Toutefois, le regret ne mène pas nécessairement à un désamour même s’il confirme une absence de désir dans la relation parentale entre mère contrainte et enfant non souhaité. Donath navigue avec beaucoup de délicatesse pour tenter de rendre compte de cette tension névralgique qu’elle interroge malgré tout : le désamour est-il encore plus inavouable que le regret ? Si tel est le cas, cela indiquerait à quel point ces femmes elles-mêmes sont conditionnées par la force de la construction sociale des normes. Cependant, une autre manière d’articuler cet apparent paradoxe consiste à distinguer l’amour que l’on porte à des êtres indépendants de soi d’une responsabilité opprimante à leur égard qui engage contre notre gré notre vie entière.

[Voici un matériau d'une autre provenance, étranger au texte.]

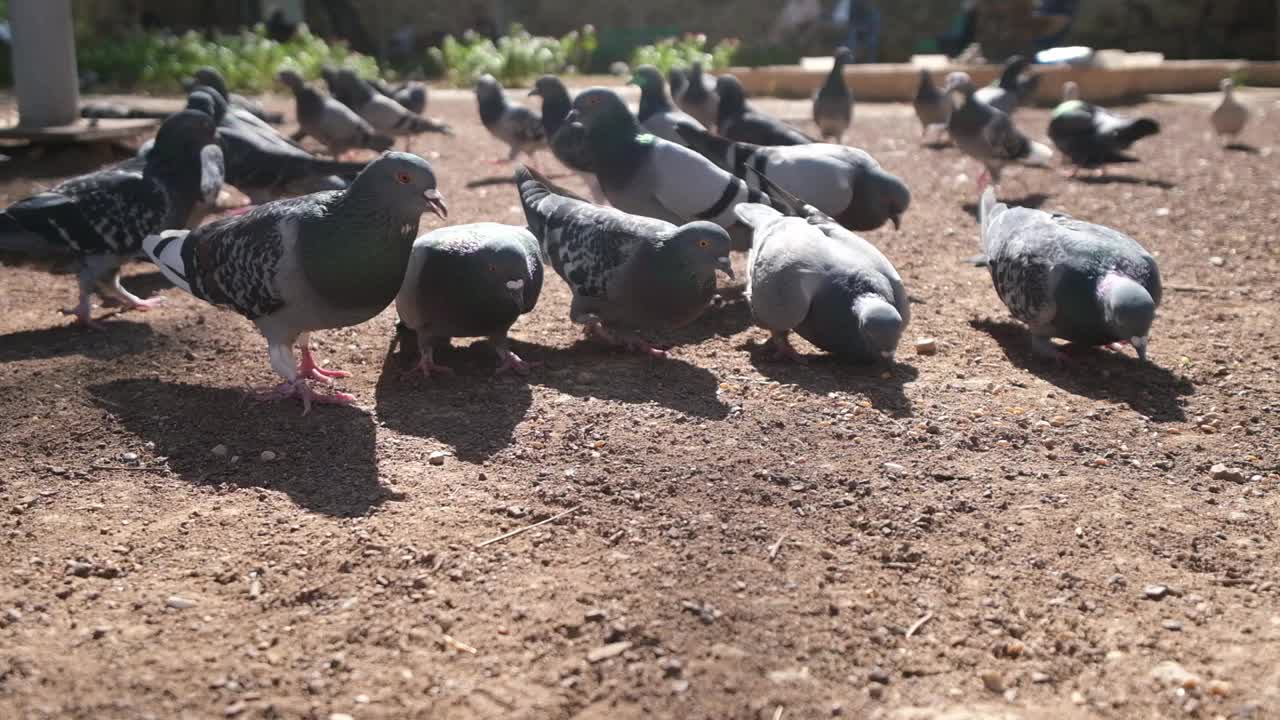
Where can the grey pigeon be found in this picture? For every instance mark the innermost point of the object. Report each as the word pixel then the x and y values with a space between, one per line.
pixel 470 281
pixel 1014 87
pixel 1091 136
pixel 384 114
pixel 567 140
pixel 657 113
pixel 1229 117
pixel 844 182
pixel 1068 278
pixel 739 121
pixel 812 276
pixel 99 220
pixel 931 106
pixel 648 176
pixel 988 135
pixel 332 123
pixel 833 104
pixel 519 127
pixel 698 96
pixel 324 260
pixel 626 272
pixel 210 77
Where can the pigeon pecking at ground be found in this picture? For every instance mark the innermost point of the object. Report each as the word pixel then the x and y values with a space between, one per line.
pixel 567 140
pixel 833 103
pixel 739 121
pixel 1229 117
pixel 698 96
pixel 932 106
pixel 519 127
pixel 988 135
pixel 319 261
pixel 1066 278
pixel 812 276
pixel 626 272
pixel 844 182
pixel 332 123
pixel 96 222
pixel 648 176
pixel 1089 136
pixel 657 113
pixel 470 281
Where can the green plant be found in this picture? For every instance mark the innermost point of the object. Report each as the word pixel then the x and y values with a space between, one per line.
pixel 515 59
pixel 685 50
pixel 248 60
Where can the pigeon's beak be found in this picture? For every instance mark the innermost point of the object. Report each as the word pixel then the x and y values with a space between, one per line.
pixel 435 201
pixel 723 265
pixel 1139 343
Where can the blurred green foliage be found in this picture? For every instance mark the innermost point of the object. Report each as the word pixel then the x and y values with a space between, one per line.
pixel 515 59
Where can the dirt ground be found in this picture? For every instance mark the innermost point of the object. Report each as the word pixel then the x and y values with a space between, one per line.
pixel 973 534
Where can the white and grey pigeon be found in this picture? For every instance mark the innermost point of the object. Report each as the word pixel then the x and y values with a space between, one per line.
pixel 519 127
pixel 1229 117
pixel 99 220
pixel 626 272
pixel 319 261
pixel 1014 87
pixel 841 181
pixel 648 176
pixel 988 135
pixel 810 276
pixel 567 140
pixel 833 103
pixel 332 123
pixel 698 96
pixel 1066 278
pixel 384 114
pixel 470 281
pixel 657 113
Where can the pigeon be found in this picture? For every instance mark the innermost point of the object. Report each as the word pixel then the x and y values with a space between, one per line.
pixel 99 220
pixel 332 123
pixel 844 182
pixel 1068 278
pixel 1089 136
pixel 567 140
pixel 988 135
pixel 737 121
pixel 1013 89
pixel 292 267
pixel 469 281
pixel 1230 117
pixel 517 126
pixel 833 104
pixel 657 114
pixel 648 176
pixel 812 276
pixel 626 272
pixel 698 96
pixel 931 106
pixel 384 114
pixel 210 77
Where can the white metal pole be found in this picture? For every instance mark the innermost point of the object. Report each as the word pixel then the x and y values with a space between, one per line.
pixel 44 63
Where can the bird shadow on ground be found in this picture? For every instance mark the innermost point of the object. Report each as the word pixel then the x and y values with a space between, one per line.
pixel 472 411
pixel 823 373
pixel 1127 180
pixel 1033 200
pixel 1097 373
pixel 119 338
pixel 327 459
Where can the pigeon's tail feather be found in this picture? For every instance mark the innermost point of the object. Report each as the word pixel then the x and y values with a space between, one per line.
pixel 167 250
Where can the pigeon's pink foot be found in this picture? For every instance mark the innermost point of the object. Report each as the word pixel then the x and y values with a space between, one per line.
pixel 511 363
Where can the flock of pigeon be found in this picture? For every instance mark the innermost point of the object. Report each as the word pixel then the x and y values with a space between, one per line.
pixel 695 174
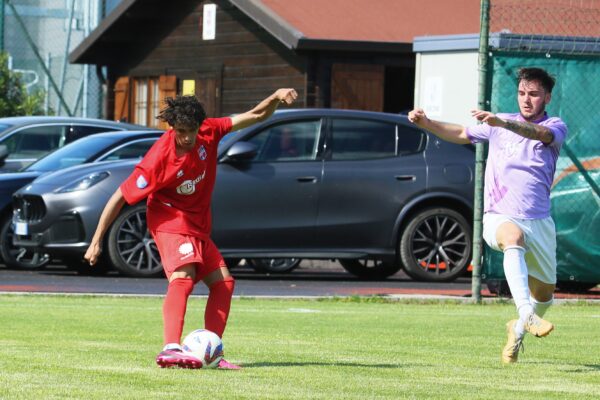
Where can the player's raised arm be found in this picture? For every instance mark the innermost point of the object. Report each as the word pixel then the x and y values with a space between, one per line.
pixel 526 129
pixel 110 212
pixel 451 132
pixel 264 109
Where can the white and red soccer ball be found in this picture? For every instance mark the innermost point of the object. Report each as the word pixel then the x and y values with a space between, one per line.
pixel 207 346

Donath identifie correctement le regret comme une émotion morale constitutive de l’expérience humaine mais il faut encore préciser de quel type de regret il s’agit. Au sein de nos sociétés, la manifestation du regret témoigne en effet d’une conscience morale relativement à la perception d’un tort commis. Du point de vue des normes sociales qui s’inscrivent dans les normes juridiques, la capacité de ressentir du regret et du remords est considérée comme une capacité affective, cognitive et morale qui distingue les agents moralement responsables des psychopathes dépourvus d’empathie. Mais le type de regret dont parle Donath ne relève pas tout à fait de cet ordre. Si la philosophe Nussbaum (2001) a raison d’affirmer que les émotions jouent un rôle crucial dans la formation de nos motivations et de nos jugements moraux, quel rôle joue le type de regret dont il est question ici ? L’analyse sociopolitique du regret de la maternité joue une fonction cognitive et politique importante chez Donath, celle de nous révéler l’emprise des normes sociales qui enferment toujours les femmes dans une conception essentialiste de la nature féminine de laquelle toutes les féministes et tous les parents (peu importe l’identification de leur genre), celles qui ont désiré leur maternité et celles qui la regrettent, doivent s’affranchir.